La prévention des risques professionnels des jardiniers et paysagistes


La prévention des risques des travaux de création et d’entretien
des espaces verts mérite une attention particulière pour la santé
et la sécurité des paysagistes... Les risques sont en effet de plusieurs natures, physiques (manutentions lourdes, postures contraignantes, équipements à mains et motorisés coupants…), chimiques (produits phytosanitaires..) et biologiques (morsures, piqures d’animaux, allergies aux pollens…) et sont parfois négligés...


La prévention des risques des travaux de création et d’entretien des espaces verts mérite une attention particulière pour la santé et la sécurité des paysagistes, jardiniers des propriétés privées, des parcs publics, des pelouses des terrains de sport et parcours de golf, des aménagements routiers... Les risques sont en effet de plusieurs natures, physiques (manutentions lourdes, postures contraignantes, équipements à mains et motorisés coupants…), chimiques (produits phytosanitaires..) et biologiques (morsures, piqures d’animaux, allergies aux pollens…) et sont parfois négligés.
Le choix d’outils et de machines ergonomiques, un équipement de protection individuel adapté sont indispensables, ainsi que des pratiques gestuelles appropriées, une organisation rationnelle des travaux de jardinage, des techniques éprouvées suite à une bonne formation et le strict respect des règles d’hygiène au travail.
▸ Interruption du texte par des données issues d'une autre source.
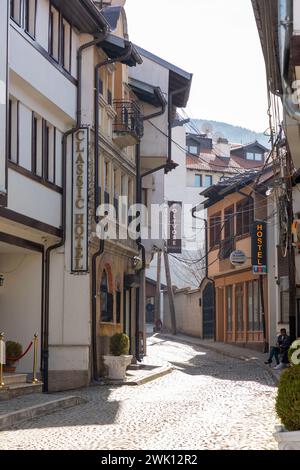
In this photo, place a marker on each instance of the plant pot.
(117, 366)
(287, 440)
(9, 369)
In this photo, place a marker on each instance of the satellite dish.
(207, 128)
(238, 258)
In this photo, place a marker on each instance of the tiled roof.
(212, 162)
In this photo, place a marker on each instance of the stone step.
(16, 390)
(12, 418)
(9, 379)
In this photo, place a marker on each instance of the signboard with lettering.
(174, 243)
(80, 201)
(259, 247)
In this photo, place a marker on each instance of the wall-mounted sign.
(80, 201)
(238, 258)
(259, 248)
(174, 243)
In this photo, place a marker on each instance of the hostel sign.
(79, 262)
(174, 243)
(259, 248)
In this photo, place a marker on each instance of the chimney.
(223, 148)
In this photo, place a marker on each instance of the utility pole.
(157, 293)
(170, 293)
(291, 251)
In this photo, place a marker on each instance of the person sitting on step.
(281, 349)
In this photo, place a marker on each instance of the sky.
(217, 41)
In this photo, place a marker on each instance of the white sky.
(217, 41)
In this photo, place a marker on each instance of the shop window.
(106, 301)
(239, 293)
Les situations à risques des jardiniers et paysagistes

La pratique de leur métier expose les jardiniers et paysagistes à de nombreuses situations à risques :

  • Exposition à des contraintes physiques

Les jardiniers et paysagistes sont particulièrement soumis à des nuisances physiques : contraintes posturales et articulaires répétitives et prolongées lors des travaux de taille des haies, de plantations et d’arrachage des végétaux, de préparation des sols, port de charges lourdes (rouleaux de grillage, sacs de terreaux, dalles, roches…), exposition à des bruits nocifs et aux vibrations transmises aux membres supérieurs au niveau de l’axe main/bras, par les tondeuses, taille-haies, motobineuses… Ces contraintes sont souvent cumulées, avec des efforts et mouvements répétitifs de la main et du membre supérieur, des positions accroupies, agenouillées ou penchées en avant fréquentes, des bras levés au dessus des épaules, une station debout prolongée et marche sur sol inégal, boueux, sableux…Les travaux de bêchage, de piochage, de creusement pour la plantation d’arbres sont très éprouvants pour le rachis dorsal et lombaire. L’utilisation d’une tarière pour forer des trous de scellement de poteaux de clôture est à l’origine d’effets pathologiques sur le membre supérieur (main, coude, épaule), et de transmission des vibrations au corps entier qui affecte la colonne vertébrale.

Les risques liés à ces gestes et postures sont  majorés si le travail s’effectue dans des conditions climatiques pénibles, de froid et d’humidité ou de chaleur excessives, ou si la configuration du terrain est difficile (rochers, pentes…).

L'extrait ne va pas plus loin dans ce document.